# [UPSIDE - QA TEST] - Spatiotemporal Water Quality Exploration with `mlcroissant`
This notebook provides a template for loading and exploring a dataset using the `mlcroissant` library.

### Dataset Source
The dataset source is provided via a Croissant schema URL.

In [None]:
# Ensure `mlcroissant` library is installed
!pip install mlcroissant

## 1. Data Loading
Load metadata and records from the dataset using `mlcroissant`.

In [None]:
import mlcroissant as mlc
import pandas as pd

# Define the dataset URL
url = 'https://sen.science/doi/10.71728/senscience.9xzh-z4vm/fair2.json'

# Load the dataset metadata
dataset = mlc.Dataset(url)
metadata = dataset.metadata
print(f"{metadata.name}: {metadata.description}")

## 2. Data Overview
Review available record sets and their IDs.

In [None]:
# Overview of Record Sets
for record_set in dataset.metadata.recordSet:
    print(f"Record Set: {record_set['name']}, ID: {record_set['@id']}")

## 3. Data Extraction
Load data from a specific record set into a DataFrame for analysis.

In [None]:
# Extract data from each record set
record_set_id = '<insert_record_set_id>'  # Replace with actual RecordSet ID
records = list(dataset.records(record_set=record_set_id))
dataframe = pd.DataFrame(records)

print(dataframe.columns.tolist())
dataframe.head()

## 4. Exploratory Data Analysis (EDA)
Apply common data processing steps.

In [None]:
# EDA Operations
# Example operations: filtering, normalizing
numeric_field = '<insert_numeric_field>'  # Replace with actual numeric field name
threshold = 10
filtered_df = dataframe[dataframe[numeric_field] > threshold]
print(f"Filtered records with {numeric_field} > {threshold}:")
print(filtered_df.head())

filtered_df[f"{numeric_field}_normalized"] = (
    (filtered_df[numeric_field] - filtered_df[numeric_field].mean()) /
    filtered_df[numeric_field].std()
)
print(f"Normalized {numeric_field} for filtered records:")
print(filtered_df[[numeric_field, f"{numeric_field}_normalized"]].head())

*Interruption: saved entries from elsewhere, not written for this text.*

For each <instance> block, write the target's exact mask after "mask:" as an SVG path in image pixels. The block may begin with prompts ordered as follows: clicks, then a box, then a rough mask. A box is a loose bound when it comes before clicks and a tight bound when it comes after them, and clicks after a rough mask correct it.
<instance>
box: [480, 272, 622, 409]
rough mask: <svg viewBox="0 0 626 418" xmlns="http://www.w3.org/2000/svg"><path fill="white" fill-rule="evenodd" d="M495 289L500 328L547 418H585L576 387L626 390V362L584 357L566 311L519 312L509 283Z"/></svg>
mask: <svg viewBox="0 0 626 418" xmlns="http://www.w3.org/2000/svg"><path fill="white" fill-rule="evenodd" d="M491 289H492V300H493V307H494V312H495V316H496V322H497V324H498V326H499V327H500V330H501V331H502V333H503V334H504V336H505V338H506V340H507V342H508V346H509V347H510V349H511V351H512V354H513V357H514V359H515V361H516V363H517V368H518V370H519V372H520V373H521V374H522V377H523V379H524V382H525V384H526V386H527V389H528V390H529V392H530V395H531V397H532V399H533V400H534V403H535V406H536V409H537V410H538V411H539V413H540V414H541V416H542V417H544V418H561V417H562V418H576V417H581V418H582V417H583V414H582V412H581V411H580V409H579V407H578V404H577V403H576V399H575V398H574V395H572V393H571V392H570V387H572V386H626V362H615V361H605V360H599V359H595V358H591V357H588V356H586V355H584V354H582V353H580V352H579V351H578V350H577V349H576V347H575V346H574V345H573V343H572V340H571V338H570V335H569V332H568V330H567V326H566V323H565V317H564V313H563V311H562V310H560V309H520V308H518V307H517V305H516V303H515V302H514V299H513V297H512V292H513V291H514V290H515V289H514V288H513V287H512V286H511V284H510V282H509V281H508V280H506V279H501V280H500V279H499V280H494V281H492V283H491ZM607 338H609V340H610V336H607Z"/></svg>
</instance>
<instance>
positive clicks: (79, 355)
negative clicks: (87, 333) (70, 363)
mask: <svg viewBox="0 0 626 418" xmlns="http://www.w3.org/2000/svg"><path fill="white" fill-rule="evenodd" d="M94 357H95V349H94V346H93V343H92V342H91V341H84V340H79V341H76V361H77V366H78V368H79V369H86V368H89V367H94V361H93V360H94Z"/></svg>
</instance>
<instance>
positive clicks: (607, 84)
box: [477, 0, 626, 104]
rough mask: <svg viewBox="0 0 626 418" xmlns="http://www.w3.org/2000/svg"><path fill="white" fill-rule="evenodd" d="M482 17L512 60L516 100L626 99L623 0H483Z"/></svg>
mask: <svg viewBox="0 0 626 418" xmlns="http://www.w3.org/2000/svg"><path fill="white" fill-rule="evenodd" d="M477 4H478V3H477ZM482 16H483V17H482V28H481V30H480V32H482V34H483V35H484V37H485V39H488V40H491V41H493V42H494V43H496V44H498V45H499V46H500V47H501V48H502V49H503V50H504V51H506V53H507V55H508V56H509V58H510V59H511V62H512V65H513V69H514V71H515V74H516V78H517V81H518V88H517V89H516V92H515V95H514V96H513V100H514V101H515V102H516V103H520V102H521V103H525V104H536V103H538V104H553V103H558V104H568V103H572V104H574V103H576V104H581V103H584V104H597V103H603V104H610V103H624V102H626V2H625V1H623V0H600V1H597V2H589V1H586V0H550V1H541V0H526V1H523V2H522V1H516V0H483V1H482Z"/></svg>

group_field = '<insert_group_field>'  # Example grouping field
if group_field in dataframe.columns:
    grouped_df = filtered_df.groupby(group_field).mean()
    print(f"Grouped data by {group_field}:")
    print(grouped_df.head())

## 5. Conclusion
Summarize key findings and observations from the dataset exploration.

Exploration of the Bay of Biscay water quality dataset using `mlcroissant` helps reveal temporal and spatial patterns in water quality metrics, including potential biases and data biases in readings. Its structured format supports both initial analysis and more in-depth environmental trend analysis.